Article Abstract

Risk for cardiovascular disease in patients with nontuberculous mycobacteria treated with macrolide

Authors: Jieun Kang, Ye-Jee Kim, Tae Sun Shim, Kyung-Wook Jo

Abstract

Background: Macrolide antibiotics are the most important pharmacological agents for the treatment of nontuberculous mycobacterial disease. We investigated the incidence of acute cardiovascular events in patients taking macrolides for nontuberculous mycobacterial disease and determined the difference in risk between clarithromycin and azithromycin.
Methods: A population-based retrospective cohort study was conducted in South Korea using the Health Insurance Review and Assessment Service database. Patients ≥40 years treated with macrolide for nontuberculous mycobacteria (NTM) between 2011 and 2015 were examined. The primary outcome was hospitalization or emergency department visit for cardiovascular disease along with acute myocardial infarction, cerebrovascular disease, and cardiac arrhythmia. The standardized incidence ratio (SIR) for cardiovascular disease was calculated by comparing the patients with the general population in the year 2013. Cox proportional hazard model was used to compare the risk between clarithromycin and azithromycin.
Results: In total, 16,525 patients with nontuberculous mycobacterial disease treated with macrolide were included; 13,870 received clarithromycin and 2,655 received azithromycin.
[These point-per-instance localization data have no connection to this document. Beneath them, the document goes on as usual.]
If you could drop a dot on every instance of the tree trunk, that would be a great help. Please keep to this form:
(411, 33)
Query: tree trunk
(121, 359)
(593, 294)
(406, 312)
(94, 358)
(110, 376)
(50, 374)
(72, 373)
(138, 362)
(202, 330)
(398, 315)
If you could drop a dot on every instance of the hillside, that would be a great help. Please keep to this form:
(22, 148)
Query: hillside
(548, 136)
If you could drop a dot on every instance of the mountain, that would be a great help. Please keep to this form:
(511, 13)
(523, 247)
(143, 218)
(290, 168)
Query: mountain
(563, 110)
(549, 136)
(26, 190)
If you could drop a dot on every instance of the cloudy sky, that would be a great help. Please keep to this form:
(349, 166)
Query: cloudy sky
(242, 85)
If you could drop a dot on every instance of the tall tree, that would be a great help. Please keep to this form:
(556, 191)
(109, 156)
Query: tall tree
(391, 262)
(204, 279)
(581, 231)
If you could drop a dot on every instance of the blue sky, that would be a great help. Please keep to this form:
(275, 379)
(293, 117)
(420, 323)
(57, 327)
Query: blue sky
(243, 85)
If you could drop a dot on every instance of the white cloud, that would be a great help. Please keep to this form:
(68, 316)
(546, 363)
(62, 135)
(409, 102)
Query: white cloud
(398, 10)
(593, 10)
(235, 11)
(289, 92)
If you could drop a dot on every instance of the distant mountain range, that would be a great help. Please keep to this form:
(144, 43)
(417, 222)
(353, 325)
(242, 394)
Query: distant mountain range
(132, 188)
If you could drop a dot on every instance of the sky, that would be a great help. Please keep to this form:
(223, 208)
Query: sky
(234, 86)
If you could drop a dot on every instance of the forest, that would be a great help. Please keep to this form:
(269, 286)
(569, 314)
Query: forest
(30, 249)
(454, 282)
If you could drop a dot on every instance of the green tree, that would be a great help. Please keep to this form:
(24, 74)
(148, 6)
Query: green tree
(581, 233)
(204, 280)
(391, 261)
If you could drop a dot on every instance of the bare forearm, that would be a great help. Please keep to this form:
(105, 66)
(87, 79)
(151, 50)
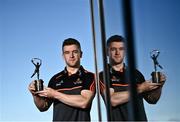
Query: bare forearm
(40, 103)
(119, 98)
(80, 101)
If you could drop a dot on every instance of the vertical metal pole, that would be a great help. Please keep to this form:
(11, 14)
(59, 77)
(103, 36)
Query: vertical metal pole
(105, 64)
(95, 60)
(134, 113)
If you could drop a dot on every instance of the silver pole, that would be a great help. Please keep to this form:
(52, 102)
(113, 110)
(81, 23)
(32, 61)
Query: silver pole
(95, 60)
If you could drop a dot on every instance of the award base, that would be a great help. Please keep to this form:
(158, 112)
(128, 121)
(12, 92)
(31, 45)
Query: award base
(39, 85)
(155, 77)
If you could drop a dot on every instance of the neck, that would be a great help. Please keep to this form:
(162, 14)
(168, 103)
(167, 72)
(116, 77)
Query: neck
(72, 70)
(118, 67)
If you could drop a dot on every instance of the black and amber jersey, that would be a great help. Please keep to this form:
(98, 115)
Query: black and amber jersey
(119, 82)
(73, 85)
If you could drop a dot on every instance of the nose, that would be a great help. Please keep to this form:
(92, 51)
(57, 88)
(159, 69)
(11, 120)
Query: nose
(72, 55)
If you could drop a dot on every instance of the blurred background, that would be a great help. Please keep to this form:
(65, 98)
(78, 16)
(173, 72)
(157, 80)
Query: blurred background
(37, 28)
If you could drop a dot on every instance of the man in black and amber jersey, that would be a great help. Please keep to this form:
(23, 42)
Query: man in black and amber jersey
(71, 91)
(119, 93)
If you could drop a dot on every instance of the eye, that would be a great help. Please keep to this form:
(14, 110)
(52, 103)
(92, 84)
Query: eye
(76, 51)
(113, 49)
(66, 52)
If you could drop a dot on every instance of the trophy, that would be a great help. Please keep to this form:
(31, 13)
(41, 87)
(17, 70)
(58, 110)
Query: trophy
(155, 74)
(38, 82)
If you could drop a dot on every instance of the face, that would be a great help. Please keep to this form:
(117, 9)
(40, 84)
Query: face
(116, 52)
(72, 55)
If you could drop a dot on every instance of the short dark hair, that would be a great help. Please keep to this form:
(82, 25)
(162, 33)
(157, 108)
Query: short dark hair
(115, 38)
(71, 41)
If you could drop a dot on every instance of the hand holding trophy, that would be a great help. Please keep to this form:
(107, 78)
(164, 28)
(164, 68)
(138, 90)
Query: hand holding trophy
(155, 74)
(38, 82)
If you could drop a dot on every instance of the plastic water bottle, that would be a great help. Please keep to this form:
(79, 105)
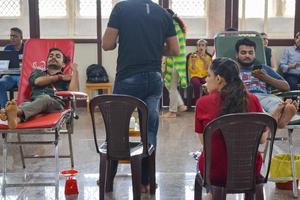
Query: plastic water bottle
(132, 122)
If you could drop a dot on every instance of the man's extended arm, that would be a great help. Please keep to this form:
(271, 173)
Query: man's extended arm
(109, 40)
(279, 84)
The cardiovascular incidence was significantly higher in patients with nontuberculous mycobacterial disease than in the age- and sex-stratified general population [SIR, 1.44; 95% confidence interval (CI), 1.27–1.61]. The risk was not significantly different between patients treated with clarithromycin and azithromycin (adjusted hazard ratio, 0.90; 95% CI, 0.65–1.24).
Conclusions: The incidence of cardiovascular disease was significantly higher in patients treated with macrolide for nontuberculous mycobacterial disease than in the general population. This risk was not different between patients treated with clarithromycin and azithromycin.